Hall began her interview by asking Abrams about disenfranchisement and the use of deadly force by police, especially of Rayshard Brooks in Abrams’s home state of Georgia.
Abrams said the nation is in the midst of “two massive conversations.”
First, she noted the “disproportionate effects of inequities that have been laid bare by COVID-19.” She cited that African Americans are twice as likely to contract the virus than any other community in the US, despite representing only 13% to 14% of the nation’s population. What’s more, she noted, was not only the illness and death from the pandemic but also the economic collapse that has ensued.
Second, she said, were the “twin horrors” of police brutality and systemic injustices.
Abrams suggested the need for reformation. In terms of police policy, she said, there need to be restrictions on policies, changing behavior, eliminating immunity, eliminating the use of chokeholds, and following the best practices of what’s being done in other nations. “When these changes are put in place, lives become safer.”
She also called for a focus on transformation. That, Abrams said, entails restructuring how we invest with redistributive economic policies: putting more money into health care, education, and affordable housing. “If some of those dollars need to be siphoned away from having social workers with guns, then that is our obligation.”
We must call out injustices, she said. “Part of their persistence is that we have these flares of recognition” and then “we forget what we know.” Abrams added: “When there is calamity, it visits Black Americans first and hardest.”
Abrams said that one of the best ways to fight these inequities is at the ballot box. “Voting is the most fundamental power possessed by a citizen in a democracy,” she said. While voting may not provide an immediate solution, “it is the only power that has the persistence that can actually create change.”
She said protest is fundamental to democracy: “We need protest in the streets to remind us of our failings, and we need protest at the ballot box to peacefully overthrow the government that is not serving everyone’s needs.”
She cited a line she wrote in a recent New York Times op-ed: “Voting will not solve every problem, but silence damns us all.”
Microcosms of America
During the nearly 40-minute conversation, Abrams also touched on topics ranging from the importance of the 2020 Census, having women in leadership positions, identity politics, the role of the US abroad, and the need to diversify librarianship.
Abrams, whose mother is a librarian, said she remembers sleeping in the stacks and checking out lots of books over the summer.

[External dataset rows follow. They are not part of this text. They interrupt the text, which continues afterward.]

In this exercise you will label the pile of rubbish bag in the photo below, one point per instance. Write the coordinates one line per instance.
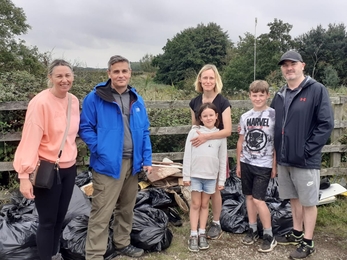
(234, 217)
(153, 211)
(155, 208)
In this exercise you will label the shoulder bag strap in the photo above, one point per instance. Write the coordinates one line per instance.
(67, 128)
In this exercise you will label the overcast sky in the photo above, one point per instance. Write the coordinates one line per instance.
(90, 31)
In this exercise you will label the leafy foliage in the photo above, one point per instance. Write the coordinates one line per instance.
(323, 47)
(14, 54)
(239, 73)
(188, 51)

She urged that leaders support libraries.
“Libraries have this remarkable moral neutrality [in that] everyone should have a chance to participate,” should have access to information, technology, and “the answers.”
She added: “It is the role of libraries to be seen as microcosms of America and to be intentional about placing themselves in space and in community with those who need them the most.”
Abrams called librarians “superheroes” who can help transform our society: “In the midst of the time of separation, now is the time to say that libraries not only close the divide, but they bridge distances and difference.”